Barron Trump, the president's youngest son with first lady Melania Trump, is too young to have made any substantial public declarations about his father’s capability as a parent. At just 11 years old, he has only recently moved into the White House with his mother, who remained in New York with him after Donald Trump began his presidency.
“The way I look at it, there’s nothing like a good marriage,” Donald Trump said in an interview with Larry King in May 2005, shortly after his marriage to Melania and a little less than a year before the birth of his youngest son. “And there’s nothing like having children. If you have the money, having children is great. Now I know Melania, I’m not gonna to be doing the diapers, I’m not gonna be making the food, I may never even see the kids. She’ll be an unbelievable mother. I’ll be a good father.”
In a 2015 interview with Parenting magazine, Melania Trump said that the couple knows each other's “roles” as parents, adding that she doesn’t mind being a more hands-on parent. She described the relationship between her husband and her only child as “full of respect and love.”

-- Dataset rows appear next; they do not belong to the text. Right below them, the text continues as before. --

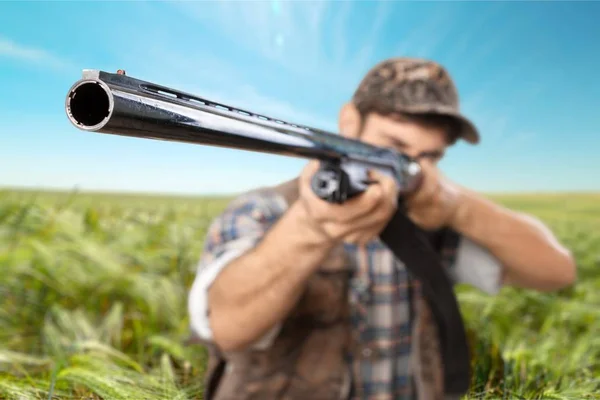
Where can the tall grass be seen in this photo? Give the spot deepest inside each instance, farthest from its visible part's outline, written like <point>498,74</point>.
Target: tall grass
<point>93,302</point>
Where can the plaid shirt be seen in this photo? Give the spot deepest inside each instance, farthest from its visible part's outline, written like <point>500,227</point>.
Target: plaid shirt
<point>381,295</point>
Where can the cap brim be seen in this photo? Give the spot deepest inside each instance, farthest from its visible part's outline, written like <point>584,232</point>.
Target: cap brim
<point>468,131</point>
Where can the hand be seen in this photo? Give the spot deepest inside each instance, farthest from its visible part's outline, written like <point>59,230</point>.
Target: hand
<point>435,202</point>
<point>357,220</point>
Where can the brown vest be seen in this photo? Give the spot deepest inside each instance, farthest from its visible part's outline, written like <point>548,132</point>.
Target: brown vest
<point>306,359</point>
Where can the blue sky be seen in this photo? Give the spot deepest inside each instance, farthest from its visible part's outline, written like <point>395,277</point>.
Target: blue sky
<point>527,75</point>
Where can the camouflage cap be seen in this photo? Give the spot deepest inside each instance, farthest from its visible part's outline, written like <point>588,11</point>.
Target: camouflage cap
<point>413,86</point>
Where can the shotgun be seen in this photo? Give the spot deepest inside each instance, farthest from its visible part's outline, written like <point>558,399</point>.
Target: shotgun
<point>118,104</point>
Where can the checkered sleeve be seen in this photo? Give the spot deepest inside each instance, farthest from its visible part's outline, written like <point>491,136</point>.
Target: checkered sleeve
<point>237,230</point>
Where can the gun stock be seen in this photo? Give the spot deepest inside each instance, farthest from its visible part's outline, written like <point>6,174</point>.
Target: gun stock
<point>118,104</point>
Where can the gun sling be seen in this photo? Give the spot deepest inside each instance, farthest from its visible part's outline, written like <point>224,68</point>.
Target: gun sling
<point>410,245</point>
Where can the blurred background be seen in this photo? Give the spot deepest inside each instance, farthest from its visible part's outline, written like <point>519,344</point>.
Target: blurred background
<point>100,235</point>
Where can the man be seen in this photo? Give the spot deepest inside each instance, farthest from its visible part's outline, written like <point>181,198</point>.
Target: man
<point>297,298</point>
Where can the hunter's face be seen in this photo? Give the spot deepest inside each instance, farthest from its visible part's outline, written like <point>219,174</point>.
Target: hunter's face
<point>426,144</point>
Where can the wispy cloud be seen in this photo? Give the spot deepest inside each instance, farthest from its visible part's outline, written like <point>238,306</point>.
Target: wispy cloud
<point>29,54</point>
<point>291,35</point>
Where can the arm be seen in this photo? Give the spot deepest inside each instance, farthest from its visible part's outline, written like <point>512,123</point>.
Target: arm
<point>530,254</point>
<point>257,288</point>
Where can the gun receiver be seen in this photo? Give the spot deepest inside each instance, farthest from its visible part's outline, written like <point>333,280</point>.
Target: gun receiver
<point>117,104</point>
<point>120,105</point>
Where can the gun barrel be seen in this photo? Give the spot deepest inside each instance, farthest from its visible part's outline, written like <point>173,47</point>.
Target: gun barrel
<point>116,104</point>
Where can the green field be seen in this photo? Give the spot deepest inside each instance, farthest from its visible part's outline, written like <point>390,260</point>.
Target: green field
<point>93,302</point>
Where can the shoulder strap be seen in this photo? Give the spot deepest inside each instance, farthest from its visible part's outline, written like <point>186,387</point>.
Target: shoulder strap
<point>410,244</point>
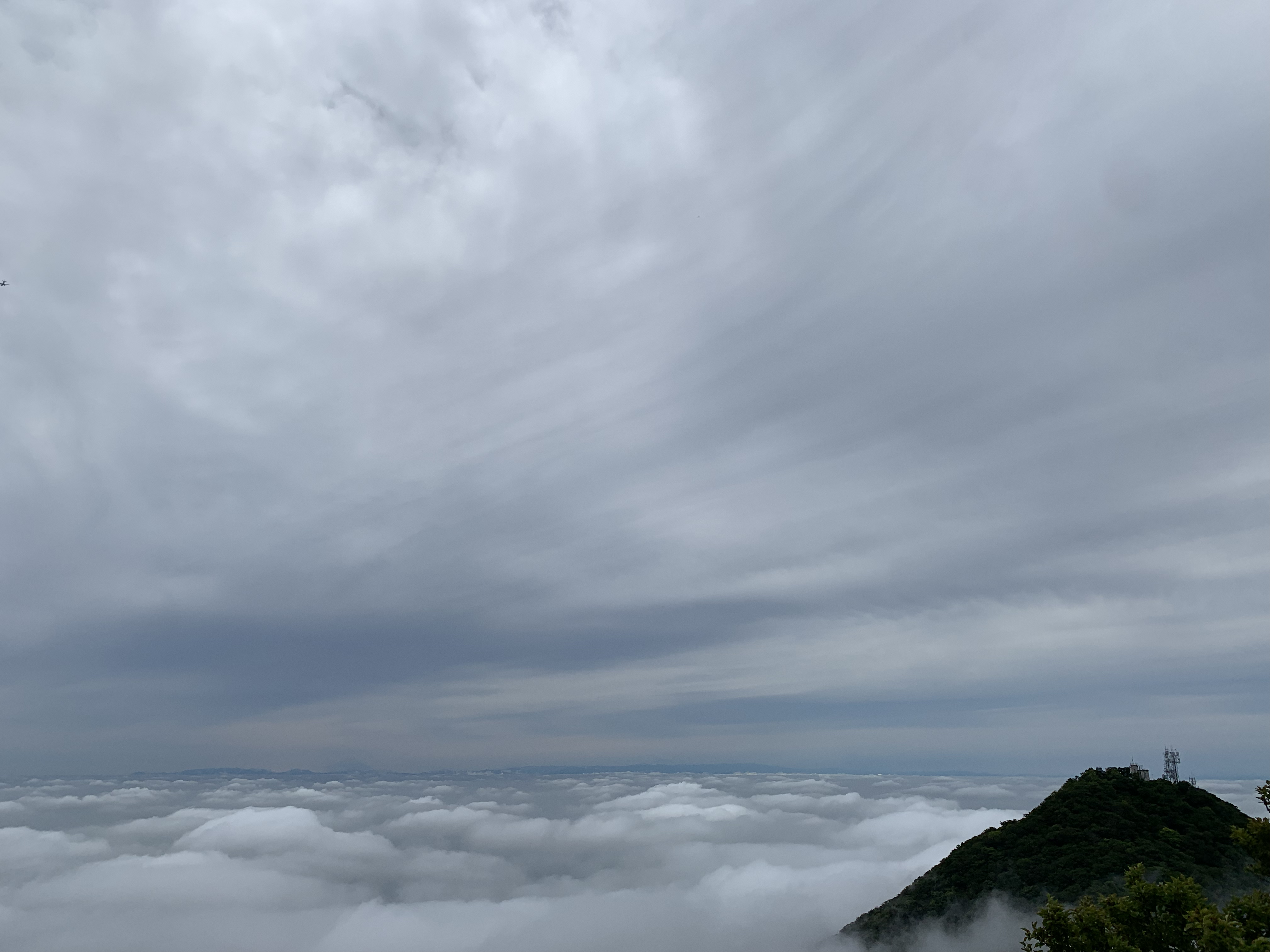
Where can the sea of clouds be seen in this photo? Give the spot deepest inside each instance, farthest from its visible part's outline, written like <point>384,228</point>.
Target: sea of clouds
<point>477,862</point>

“New York is our home base, but we spend a lot of time in Mar-a-Lago [in Palm Beach, Florida],” she said. “There they play golf, spend time together, eat dinner together, and we enjoy family time. It is always a really special time. He didn’t change diapers and I am completely fine with that. It is not important to me. It’s all about what works for you. It’s very important to know the person you’re with. And we know our roles. I didn’t want him to change the diapers or put Barron to bed. I love every minute of it.”
It’s worth noting that much of what has been said of Donald Trump as a father was done on the presidential campaign trail. He has had an image to cultivate with a largely conservative, mostly religious demographic of Americans who often seek traditional and family values from a president. Donald Trump is also following a tall shadow left by his predecessor, former President Barack Obama, who in his eight years in office maintained a legacy of being a hands-on father and family man.